Le Tombeau de Gargantua

Son emplacement

Le tombeau de Gargantua. Photo Jean-Claude Martin, 2019

Le Tombeau de Gargantua, est une proéminence rocheuse située à la frontière entre Vauxrenard et Chiroubles. On le croise en poursuivant le chemin des crus qui part de la terrasse de Chiroubles en direction de Vauxrenard.

A cette barre rocheuse sont attachées deux histoires, l’une géologique liée à sa genèse, l’autre légendaire issue de l’imaginaire des hommes qui l’ont côtoyée au cours des âges.

Sa géologie

A la fin du soulèvement hercynien, il y a 320 millions d’années, s’élevait en Europe méridionale une immense chaîne de montagne dont on retrouve de solides témoignages géologiques dans le Massif Central, les Vosges, le Massif Armoricain… Les hauts reliefs de ce vaste édifice n’existent plus aujourd’hui. Les montagnes beaujolaises qui nous entourent et que nous connaissons si bien sont nées beaucoup plus tard, à l’ère tertiaire, à peu près en même temps que les Alpes.

Au cœur du domaine hercynien, comme dans toute chaîne de collision de type alpin en fin d’évolution, un processus naturel a pris place : la formation de magmas granitiques.
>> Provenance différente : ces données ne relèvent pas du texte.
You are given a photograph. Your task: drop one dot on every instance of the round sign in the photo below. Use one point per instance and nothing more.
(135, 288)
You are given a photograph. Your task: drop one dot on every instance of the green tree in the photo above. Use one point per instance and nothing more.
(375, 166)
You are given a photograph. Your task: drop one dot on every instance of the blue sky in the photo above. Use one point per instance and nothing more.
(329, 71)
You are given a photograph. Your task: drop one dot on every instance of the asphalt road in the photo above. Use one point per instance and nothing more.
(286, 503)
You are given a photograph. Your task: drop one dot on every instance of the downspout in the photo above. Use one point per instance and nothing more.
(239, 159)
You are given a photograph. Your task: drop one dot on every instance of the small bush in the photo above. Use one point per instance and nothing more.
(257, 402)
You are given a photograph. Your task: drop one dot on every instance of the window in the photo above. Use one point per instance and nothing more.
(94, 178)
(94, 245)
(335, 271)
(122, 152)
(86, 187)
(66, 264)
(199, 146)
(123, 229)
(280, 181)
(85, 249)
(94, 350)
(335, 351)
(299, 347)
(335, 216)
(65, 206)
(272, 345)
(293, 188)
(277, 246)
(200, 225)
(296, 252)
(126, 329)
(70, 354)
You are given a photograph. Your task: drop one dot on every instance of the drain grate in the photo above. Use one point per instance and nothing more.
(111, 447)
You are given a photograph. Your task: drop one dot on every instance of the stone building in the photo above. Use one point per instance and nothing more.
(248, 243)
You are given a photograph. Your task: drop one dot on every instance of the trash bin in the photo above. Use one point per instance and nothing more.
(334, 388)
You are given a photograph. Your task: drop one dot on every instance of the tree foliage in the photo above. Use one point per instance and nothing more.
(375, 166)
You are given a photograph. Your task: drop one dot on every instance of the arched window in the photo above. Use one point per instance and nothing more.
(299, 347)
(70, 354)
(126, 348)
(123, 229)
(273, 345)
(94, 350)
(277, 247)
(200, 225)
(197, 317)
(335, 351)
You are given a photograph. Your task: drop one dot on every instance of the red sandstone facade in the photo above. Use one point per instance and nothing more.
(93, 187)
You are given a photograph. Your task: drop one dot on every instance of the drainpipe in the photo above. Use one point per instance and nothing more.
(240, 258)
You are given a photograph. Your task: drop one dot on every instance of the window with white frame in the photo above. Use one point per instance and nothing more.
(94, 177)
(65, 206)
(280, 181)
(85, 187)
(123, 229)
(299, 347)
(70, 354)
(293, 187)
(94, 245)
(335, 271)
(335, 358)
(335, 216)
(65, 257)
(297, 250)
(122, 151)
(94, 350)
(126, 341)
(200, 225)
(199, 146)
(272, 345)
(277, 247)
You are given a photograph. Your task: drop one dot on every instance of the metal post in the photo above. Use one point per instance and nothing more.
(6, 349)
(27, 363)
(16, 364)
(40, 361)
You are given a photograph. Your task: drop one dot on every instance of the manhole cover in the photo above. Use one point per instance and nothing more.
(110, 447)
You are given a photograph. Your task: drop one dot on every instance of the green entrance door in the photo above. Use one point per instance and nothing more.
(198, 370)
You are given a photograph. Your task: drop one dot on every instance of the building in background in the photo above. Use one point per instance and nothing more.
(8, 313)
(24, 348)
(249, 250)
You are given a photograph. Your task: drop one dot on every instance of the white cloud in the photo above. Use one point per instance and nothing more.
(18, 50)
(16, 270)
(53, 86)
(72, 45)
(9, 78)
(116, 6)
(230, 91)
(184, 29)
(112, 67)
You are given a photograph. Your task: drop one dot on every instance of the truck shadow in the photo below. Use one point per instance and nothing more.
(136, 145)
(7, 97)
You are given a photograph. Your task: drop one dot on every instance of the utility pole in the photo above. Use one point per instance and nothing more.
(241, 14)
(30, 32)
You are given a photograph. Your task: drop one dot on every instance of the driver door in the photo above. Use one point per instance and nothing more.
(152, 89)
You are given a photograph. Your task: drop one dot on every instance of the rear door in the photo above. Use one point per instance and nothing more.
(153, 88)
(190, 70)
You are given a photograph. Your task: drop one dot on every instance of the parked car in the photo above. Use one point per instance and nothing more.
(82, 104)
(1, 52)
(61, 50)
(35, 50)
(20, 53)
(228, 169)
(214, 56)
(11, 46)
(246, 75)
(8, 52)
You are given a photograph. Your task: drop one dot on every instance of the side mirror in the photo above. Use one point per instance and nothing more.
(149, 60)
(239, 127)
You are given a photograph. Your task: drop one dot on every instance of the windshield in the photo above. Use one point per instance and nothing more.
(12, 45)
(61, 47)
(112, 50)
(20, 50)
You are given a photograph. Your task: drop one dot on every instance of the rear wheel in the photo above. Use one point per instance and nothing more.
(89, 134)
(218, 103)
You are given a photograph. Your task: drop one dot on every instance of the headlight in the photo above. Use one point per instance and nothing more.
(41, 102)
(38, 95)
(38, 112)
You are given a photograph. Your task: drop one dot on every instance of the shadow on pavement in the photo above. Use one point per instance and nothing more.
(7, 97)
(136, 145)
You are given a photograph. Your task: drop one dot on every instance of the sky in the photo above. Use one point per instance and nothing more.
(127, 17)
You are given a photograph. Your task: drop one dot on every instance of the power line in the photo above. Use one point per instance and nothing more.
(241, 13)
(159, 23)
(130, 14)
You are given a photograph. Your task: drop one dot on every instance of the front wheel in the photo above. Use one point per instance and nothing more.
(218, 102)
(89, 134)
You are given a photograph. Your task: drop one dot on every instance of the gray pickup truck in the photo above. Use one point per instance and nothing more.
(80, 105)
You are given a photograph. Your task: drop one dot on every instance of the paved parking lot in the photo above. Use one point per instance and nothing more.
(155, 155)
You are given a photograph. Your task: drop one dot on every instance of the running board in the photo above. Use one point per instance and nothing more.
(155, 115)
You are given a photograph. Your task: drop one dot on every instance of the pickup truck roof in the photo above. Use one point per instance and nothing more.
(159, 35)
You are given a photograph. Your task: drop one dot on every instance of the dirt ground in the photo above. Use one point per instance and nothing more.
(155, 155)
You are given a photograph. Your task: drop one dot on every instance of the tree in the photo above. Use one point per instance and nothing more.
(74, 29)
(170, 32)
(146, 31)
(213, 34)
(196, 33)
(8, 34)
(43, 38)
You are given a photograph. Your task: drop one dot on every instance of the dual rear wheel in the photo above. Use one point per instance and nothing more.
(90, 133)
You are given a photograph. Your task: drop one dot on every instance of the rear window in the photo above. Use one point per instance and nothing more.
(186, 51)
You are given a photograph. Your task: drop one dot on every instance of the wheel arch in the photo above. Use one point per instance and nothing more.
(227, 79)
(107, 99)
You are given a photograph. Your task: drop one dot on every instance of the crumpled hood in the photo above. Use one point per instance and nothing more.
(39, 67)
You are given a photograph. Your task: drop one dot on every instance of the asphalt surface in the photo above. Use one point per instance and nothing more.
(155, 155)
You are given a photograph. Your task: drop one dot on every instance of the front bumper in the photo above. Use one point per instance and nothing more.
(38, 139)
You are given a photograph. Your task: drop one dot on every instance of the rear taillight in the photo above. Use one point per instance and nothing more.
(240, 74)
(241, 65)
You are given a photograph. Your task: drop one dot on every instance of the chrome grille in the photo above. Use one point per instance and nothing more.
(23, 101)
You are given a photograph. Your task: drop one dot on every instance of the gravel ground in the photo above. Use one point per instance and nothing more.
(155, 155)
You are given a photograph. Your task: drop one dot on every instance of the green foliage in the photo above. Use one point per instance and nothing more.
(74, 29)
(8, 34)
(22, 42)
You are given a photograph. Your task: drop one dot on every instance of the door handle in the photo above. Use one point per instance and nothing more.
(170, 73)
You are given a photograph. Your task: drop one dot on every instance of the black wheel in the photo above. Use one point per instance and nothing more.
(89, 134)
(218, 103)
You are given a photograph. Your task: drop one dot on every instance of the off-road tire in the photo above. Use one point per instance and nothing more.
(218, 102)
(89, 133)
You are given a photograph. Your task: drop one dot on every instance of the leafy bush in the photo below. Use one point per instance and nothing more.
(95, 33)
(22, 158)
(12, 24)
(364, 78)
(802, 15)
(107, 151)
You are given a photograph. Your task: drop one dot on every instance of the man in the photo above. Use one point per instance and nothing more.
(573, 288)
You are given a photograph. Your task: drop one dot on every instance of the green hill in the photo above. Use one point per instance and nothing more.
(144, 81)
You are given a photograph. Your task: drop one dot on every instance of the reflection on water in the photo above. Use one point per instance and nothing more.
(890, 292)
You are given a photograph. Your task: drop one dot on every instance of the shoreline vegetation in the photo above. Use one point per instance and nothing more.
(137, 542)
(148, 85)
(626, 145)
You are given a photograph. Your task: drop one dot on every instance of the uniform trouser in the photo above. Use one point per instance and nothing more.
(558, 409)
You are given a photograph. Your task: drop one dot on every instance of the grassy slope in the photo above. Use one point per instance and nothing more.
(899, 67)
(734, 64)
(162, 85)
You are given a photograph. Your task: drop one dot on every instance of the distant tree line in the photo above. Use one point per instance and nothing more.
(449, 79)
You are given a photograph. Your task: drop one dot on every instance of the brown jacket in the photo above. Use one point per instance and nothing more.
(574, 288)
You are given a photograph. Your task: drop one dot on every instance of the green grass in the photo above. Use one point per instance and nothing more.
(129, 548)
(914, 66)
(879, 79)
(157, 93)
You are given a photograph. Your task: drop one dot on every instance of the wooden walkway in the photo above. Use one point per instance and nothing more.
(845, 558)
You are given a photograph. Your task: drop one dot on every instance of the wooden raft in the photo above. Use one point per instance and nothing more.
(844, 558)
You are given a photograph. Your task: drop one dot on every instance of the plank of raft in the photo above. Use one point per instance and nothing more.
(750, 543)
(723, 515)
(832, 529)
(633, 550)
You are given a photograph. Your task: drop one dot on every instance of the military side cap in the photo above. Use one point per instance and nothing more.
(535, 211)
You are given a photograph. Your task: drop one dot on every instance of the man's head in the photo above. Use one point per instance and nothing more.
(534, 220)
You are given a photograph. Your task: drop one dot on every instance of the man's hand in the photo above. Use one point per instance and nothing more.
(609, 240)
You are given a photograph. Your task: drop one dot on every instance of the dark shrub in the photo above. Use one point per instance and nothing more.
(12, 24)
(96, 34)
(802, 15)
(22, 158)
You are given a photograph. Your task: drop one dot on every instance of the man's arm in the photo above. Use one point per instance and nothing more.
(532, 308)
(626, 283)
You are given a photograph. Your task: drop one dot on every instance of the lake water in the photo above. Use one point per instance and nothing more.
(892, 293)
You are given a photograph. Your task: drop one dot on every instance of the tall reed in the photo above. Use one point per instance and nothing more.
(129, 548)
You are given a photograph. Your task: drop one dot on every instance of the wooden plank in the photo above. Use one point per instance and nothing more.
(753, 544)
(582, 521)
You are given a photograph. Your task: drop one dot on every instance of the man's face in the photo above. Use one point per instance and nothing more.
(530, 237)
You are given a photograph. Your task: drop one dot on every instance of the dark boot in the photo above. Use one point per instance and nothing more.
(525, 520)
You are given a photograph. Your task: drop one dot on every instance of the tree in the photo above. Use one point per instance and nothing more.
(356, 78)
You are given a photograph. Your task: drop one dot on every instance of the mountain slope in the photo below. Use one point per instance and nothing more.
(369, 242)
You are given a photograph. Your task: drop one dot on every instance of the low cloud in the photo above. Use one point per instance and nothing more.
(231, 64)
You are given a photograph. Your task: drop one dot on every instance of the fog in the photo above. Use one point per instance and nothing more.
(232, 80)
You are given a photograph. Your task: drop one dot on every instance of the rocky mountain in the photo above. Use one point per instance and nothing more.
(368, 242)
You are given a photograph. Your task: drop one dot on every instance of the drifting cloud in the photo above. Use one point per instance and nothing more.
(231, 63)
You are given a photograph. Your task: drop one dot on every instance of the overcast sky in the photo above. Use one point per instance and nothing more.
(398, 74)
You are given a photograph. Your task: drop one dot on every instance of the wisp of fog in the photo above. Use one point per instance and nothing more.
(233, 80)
Le granite de Chiroubles, qui s’étend également à l’est et au sud de la commune de Vauxrenard, parmi d’autres, provient directement de ce phénomène, caractéristique et essentiel dans un tel contexte géologique (pour plus de détail sur la géologie de Vauxrenard, voir notre article « Géologie de la commune de Vauxrenard »).

Dans ce massif de granite en cours de refroidissement et de déformation sont apparues de nombreuses fractures. Alimentés par la chaleur émise depuis les profondeurs du magma, des fluides chauds, sous pression et chargés en minéraux dissous, ont emprunté ce réseau de failles, créant ainsi une importante circulation hydrothermale. Au fur et à mesure de leur progression, la perte de température et de pression des fluides ont provoqué la précipitation et le dépôt de silice (quartz, calcédoine… et même agate !), et parfois d’autres minéraux à l’origine des filons riches en fluorine, barytine ou galène que l’on connait à Lantignié ou à Vauxrenard (Les Bourrons, le Moulin du Prince). Ceux-ci se sont formés sur les parois des fractures et ont fréquemment intégralement rempli ces dernières.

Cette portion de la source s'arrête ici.